Auld Lang Resign: Topsy-Turvy Politics of '07
Political year packed with firsts, controversy and another do-nothing Congress.
Dec. 22, 2007 — -- The year 2007 may be best remembered as one of political firsts.
The year that will soon pass marked the earliest, arguably most intense, and certainly most expensive presidential election campaigns in U.S. history.
It was also the first time a woman became a front-runner in the race for the White House -- and the first time a former first lady actively sought her husband's old job.

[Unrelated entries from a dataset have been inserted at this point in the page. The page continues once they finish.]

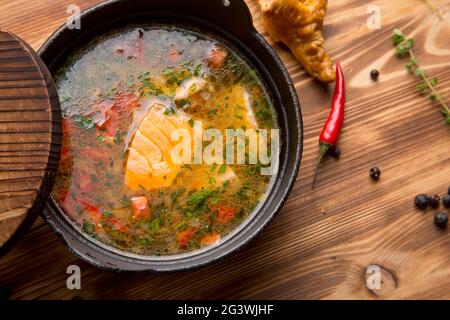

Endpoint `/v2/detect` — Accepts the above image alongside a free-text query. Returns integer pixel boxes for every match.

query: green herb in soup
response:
[53,28,277,255]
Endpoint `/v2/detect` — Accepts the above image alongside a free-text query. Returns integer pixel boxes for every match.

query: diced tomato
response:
[79,200,103,223]
[177,228,197,248]
[200,233,220,247]
[208,45,228,69]
[61,144,70,157]
[131,197,151,219]
[108,218,128,232]
[97,109,120,137]
[62,118,83,141]
[113,92,141,112]
[72,164,95,193]
[210,205,237,224]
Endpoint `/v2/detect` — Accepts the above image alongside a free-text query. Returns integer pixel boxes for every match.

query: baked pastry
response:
[259,0,336,82]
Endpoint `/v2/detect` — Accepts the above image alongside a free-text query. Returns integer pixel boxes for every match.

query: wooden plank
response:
[0,32,60,255]
[0,0,450,299]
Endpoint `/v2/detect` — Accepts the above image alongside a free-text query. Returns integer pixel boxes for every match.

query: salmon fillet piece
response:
[125,104,191,190]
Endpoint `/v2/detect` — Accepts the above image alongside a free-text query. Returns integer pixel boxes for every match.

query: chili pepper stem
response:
[312,142,331,190]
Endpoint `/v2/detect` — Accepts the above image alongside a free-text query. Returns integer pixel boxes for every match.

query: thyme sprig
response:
[392,29,450,124]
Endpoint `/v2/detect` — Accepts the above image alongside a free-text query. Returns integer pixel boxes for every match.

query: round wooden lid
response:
[0,31,61,256]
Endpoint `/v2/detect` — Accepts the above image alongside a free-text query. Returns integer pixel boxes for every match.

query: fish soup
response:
[52,27,277,255]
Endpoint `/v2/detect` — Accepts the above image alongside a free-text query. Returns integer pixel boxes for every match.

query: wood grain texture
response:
[0,32,60,256]
[0,0,450,299]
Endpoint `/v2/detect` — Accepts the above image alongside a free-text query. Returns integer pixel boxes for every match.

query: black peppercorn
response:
[434,212,448,229]
[414,194,428,210]
[370,69,380,81]
[428,194,441,209]
[442,194,450,208]
[370,167,381,181]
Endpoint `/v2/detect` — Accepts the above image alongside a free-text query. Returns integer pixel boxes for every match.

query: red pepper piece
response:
[312,63,345,189]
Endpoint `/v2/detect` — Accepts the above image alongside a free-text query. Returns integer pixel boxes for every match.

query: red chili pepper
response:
[312,63,345,189]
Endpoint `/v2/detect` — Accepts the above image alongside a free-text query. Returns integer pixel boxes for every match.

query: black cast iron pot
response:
[39,0,303,271]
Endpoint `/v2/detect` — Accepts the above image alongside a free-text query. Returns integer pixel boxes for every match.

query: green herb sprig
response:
[392,29,450,124]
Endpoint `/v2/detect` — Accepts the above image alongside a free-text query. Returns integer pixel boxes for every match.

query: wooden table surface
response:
[0,0,450,299]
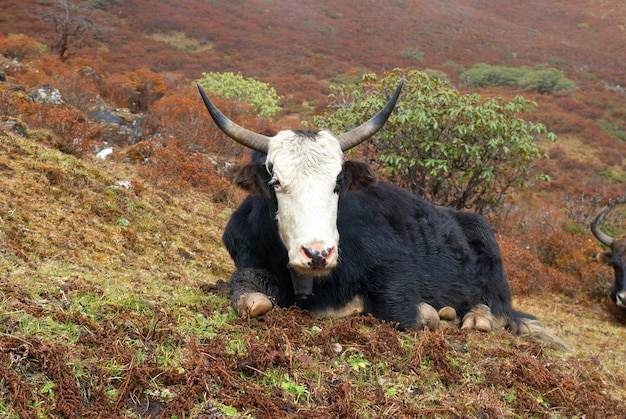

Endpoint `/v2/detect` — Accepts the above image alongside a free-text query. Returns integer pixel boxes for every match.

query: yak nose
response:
[300,246,335,269]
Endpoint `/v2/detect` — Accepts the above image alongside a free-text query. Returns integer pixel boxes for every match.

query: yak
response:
[589,200,626,314]
[198,82,569,350]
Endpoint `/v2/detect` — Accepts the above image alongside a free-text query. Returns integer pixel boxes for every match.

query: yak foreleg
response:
[229,268,279,317]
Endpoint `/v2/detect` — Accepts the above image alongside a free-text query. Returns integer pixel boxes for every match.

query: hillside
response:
[0,126,626,418]
[0,0,626,418]
[0,0,626,200]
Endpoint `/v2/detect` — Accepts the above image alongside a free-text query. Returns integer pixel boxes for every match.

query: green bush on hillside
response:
[461,63,576,93]
[314,69,556,212]
[196,72,281,118]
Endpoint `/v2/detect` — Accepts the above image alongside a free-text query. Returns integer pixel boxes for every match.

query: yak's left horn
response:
[589,207,615,247]
[337,80,404,151]
[196,83,269,154]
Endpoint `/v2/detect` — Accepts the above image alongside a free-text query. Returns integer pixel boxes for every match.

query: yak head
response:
[198,82,403,276]
[590,207,626,310]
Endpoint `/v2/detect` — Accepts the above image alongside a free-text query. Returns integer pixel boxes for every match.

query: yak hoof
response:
[233,292,272,318]
[461,304,495,332]
[517,319,572,352]
[437,306,459,329]
[417,303,439,330]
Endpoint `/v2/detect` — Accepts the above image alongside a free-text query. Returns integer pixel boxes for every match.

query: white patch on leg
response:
[461,304,496,332]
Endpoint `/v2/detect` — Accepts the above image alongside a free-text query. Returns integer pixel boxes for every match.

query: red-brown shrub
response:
[0,35,42,61]
[140,140,242,202]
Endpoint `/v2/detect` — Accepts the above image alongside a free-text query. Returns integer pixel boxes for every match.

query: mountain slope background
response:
[0,0,626,418]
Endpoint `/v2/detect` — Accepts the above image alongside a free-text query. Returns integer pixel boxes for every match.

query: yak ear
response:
[596,252,613,265]
[335,160,376,195]
[235,163,270,197]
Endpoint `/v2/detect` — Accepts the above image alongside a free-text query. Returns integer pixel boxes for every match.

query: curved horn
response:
[589,207,615,247]
[337,80,404,151]
[196,83,269,154]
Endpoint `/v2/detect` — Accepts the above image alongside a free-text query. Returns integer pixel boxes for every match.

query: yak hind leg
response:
[512,318,572,352]
[231,292,274,318]
[417,303,460,330]
[229,268,278,318]
[461,304,506,332]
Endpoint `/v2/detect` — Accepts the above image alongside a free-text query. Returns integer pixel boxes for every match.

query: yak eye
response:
[267,176,280,191]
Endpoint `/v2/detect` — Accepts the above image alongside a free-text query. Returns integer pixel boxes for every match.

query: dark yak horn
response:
[589,207,615,247]
[196,83,269,154]
[337,80,404,151]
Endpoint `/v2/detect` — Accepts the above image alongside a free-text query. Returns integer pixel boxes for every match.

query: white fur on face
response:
[267,131,343,275]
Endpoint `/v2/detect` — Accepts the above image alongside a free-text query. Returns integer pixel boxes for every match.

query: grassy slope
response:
[0,124,626,417]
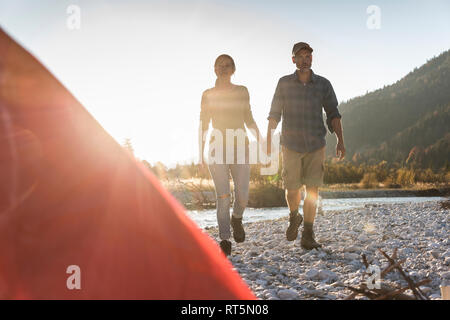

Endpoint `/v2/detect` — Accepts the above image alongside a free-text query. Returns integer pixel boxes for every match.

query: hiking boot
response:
[300,224,322,250]
[231,216,245,242]
[220,240,231,256]
[286,212,303,241]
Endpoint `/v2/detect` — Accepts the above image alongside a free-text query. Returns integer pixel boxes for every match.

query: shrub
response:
[360,172,378,188]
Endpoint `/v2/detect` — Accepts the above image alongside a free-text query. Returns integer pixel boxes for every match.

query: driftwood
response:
[345,248,431,300]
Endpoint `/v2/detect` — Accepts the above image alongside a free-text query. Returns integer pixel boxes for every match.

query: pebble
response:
[206,200,450,300]
[277,289,300,300]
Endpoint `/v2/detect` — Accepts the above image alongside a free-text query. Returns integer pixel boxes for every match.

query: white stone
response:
[277,289,300,300]
[306,269,319,279]
[344,252,359,260]
[317,270,337,280]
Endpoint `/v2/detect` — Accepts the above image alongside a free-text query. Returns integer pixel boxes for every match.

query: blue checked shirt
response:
[267,70,341,153]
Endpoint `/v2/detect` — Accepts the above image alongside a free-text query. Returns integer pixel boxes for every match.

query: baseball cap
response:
[292,42,313,56]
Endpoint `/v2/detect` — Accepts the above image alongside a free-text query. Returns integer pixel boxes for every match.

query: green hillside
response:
[327,50,450,167]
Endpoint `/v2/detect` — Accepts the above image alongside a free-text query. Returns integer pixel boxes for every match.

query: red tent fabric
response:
[0,29,255,299]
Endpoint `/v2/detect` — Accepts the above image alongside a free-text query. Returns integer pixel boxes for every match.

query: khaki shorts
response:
[281,146,325,190]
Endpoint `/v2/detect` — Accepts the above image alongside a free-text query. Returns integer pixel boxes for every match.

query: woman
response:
[200,54,262,255]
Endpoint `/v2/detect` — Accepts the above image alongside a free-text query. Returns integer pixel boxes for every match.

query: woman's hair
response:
[214,54,236,72]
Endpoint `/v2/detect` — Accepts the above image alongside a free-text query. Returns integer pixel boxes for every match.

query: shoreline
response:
[169,187,450,210]
[203,201,450,300]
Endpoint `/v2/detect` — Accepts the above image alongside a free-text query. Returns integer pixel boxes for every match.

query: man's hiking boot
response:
[220,240,231,256]
[286,212,303,241]
[300,222,322,250]
[231,216,245,242]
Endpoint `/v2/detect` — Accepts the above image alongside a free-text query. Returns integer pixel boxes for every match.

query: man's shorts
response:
[281,146,325,190]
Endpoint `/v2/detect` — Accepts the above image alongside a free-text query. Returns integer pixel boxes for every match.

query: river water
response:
[187,197,446,228]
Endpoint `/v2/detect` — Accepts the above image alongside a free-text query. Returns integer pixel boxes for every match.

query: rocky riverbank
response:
[206,201,450,300]
[170,185,450,209]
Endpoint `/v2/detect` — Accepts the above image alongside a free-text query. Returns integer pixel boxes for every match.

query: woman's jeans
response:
[208,163,250,240]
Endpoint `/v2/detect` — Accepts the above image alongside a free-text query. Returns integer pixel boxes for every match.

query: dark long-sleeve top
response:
[267,70,341,153]
[200,85,255,163]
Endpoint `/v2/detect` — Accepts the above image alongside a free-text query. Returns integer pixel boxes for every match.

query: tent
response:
[0,29,255,299]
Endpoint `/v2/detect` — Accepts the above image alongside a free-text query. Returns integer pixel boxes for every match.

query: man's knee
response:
[286,188,300,198]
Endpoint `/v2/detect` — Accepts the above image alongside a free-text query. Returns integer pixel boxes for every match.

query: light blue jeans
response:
[208,164,250,240]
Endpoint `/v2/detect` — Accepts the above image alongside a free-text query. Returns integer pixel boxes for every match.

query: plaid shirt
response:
[267,70,341,153]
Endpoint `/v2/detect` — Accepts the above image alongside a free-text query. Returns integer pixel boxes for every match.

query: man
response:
[267,42,345,250]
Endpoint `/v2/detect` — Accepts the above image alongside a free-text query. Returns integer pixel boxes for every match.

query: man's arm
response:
[266,118,278,157]
[331,117,345,160]
[266,79,284,157]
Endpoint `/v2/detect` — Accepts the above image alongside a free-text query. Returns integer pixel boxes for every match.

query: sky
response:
[0,0,450,166]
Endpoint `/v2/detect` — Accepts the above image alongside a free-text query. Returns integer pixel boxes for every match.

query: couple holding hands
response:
[200,42,345,255]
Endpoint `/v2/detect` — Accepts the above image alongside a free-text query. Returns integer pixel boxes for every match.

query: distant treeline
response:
[143,159,450,188]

There was also the historic campaign of Sen. Barack Obama, D-Ill., the first African-American to run a leading campaign for the Democratic nomination, and it was the year the first woman -- Rep. Nancy Pelosi, D-Calif., -- was elected speaker of the House Representatives.
Another record of sorts -- President Bush's low 33 percent public approval rating inched closer to Harry Truman's record as the postwar president to linger longest without majority public support.
The year 2007 was also the year the president found his veto pen, blocking the Democratic-led Congress on health coverage for more lower-income children, federal stem cell research and setting a timetable for troop withdrawal from Iraq.
Political scandal wasn't a first, but it certainly played a role in some of the year's most salacious news.
No controversy or gaffe topped the disclosure that Idaho Republican Sen. Larry Craig pleaded guilty to a reduced charge following his June arrest in a Minneapolis airport men's room sex sting.
But for all the firsts, scandal and candidates, Washington, or at least Congress, was known more for what it didn't do than for what it accomplished.
Even lower than the president's approval rating is public sentiment toward Congress.
By more than a two-to-one margin, Americans gave both congressional Democrats and Republicans unfavorable ratings, according to a USAToday/Gallup poll.
Voted into power by a war-weary public, the 110th Democratic-led Congress soon found it didn't have enough of a majority to make most of its priorities a reality, including bringing the troops home.
In July, Democrats rolled out cots and ordered pizzas as they settled in for a marathon Senate debate on Iraq, but even that failed to resolve the partisan stalemate over how to end the war.
"Congress was in a tough situation because voters basically said stop the war, and they're not in a position to stop the war," said ABC News' Cokie Roberts, a veteran political correspondent.
"They're Congress, they're not the administration, and they don't have the votes in the Senate to do it."